At a virtual pretrial hearing last week, one of the Broward Sheriff’s Office deputies charged for his role in the violent 2019 arrest of a Black teenager in a Miami suburb said he was assaulted by the boy and asked that the charges against him be dropped under Florida’s “stand your ground” law.
Sgt. Gregory LaCerra, who faces misdemeanor charges alongside former deputy Christopher Krickovich in the April 2019 arrest of then-15-year-old Delucca Rolle, characterized the teen as the aggressor before a Broward County Judge on Friday, Sept. 25. LaCerra and Krickovich have asked the charges they face to be dismissed, claiming they acted in self-defense.
LaCerra and Krickovich were on the scene of a McDonald’s parking lot in Tamarac, Florida, responding to a report about a fight when Rolle’s friend Gary Dieureslil was being arrested on charges of trespassing.
When Dieureslil’s phone fell to the ground, Rolle tried to reach over and pick it up. Bystander footage shows LaCerra shoving Rolle away from the phone. The officer also pepper-sprayed the teen.
After Rolle fell to the ground, Krickovich and another officer jumped on top of him. Krickovich punched Rolle in the head and slammed his face against the ground until he was bleeding.
“What are you doing?! He’s bleeding!” someone from the crowd cried out.
LaCerra is on restricted duty, and Krickovich has been fired.
During a week-long virtual pre-trial hearing, LaCerra described the encounter as a “scary moment.”
“We were being surrounded,” LaCerra said to Judge Jill K. Levy. “The environment was hostile toward law enforcement officers. This was a scary moment in my career.”
LaCerra said that after Rolle was pushed, the young man stood up and assumed a “pre-attack posture,” so he sprayed the teen with pepper-spray.

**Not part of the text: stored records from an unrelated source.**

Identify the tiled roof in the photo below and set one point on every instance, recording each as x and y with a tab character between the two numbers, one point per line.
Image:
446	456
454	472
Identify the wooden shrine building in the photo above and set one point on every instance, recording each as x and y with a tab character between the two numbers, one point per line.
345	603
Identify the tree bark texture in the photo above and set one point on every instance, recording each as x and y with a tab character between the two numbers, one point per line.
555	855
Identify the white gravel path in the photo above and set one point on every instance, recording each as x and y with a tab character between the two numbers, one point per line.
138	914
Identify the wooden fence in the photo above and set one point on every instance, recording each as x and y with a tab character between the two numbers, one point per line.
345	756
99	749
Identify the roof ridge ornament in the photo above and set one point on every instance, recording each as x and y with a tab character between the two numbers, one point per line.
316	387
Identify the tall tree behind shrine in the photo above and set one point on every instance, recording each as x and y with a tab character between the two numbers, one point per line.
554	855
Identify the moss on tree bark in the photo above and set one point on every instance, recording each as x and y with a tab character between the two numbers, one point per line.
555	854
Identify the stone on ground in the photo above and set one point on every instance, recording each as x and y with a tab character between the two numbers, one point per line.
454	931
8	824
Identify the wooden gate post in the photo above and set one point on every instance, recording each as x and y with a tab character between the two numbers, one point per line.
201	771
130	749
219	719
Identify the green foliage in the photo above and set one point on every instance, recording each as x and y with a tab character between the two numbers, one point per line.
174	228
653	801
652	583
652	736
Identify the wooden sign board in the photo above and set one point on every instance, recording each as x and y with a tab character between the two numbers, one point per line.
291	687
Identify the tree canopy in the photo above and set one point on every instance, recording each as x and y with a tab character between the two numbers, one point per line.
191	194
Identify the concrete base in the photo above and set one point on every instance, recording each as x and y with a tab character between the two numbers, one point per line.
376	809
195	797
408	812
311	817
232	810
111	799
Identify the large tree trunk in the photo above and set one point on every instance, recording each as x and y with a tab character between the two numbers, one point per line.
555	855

“He pepper-sprayed me. I walked away. He slammed me to the floor and arrested me,” Rolle testified. The teen also said he was trying to regain his balance when he stood after he was pushed. Rolle was arrested, but the charges were later dropped. He was initially charged with trespassing, resisting arrest without violence, and assault on an officer. He was left with a fractured nose and head injuries.
“This was an assault,” said LaCerra. Under Florida law, an assault is a threat of violence, whether or not it is expressed in words.
Krickovich, the deputy who punched Rolle and slammed his head into the ground, said he did not intend to push Rolle’s head into the asphalt.
“My intent was to pin him to the floor. I wasn’t picking it up. He was doing all that pushing up and I’m trying to keep him down,” said Krickovich.
LaCerra is being represented by Eric Schwartzreich, the first Florida attorney to successfully use the “stand your ground” law to defend an officer accused of using excessive force.
In addition to battery charges, both officers have been charged with conspiracy to falsify records. The future of the case likely hinges on the judge’s interpretation of the events captured on video.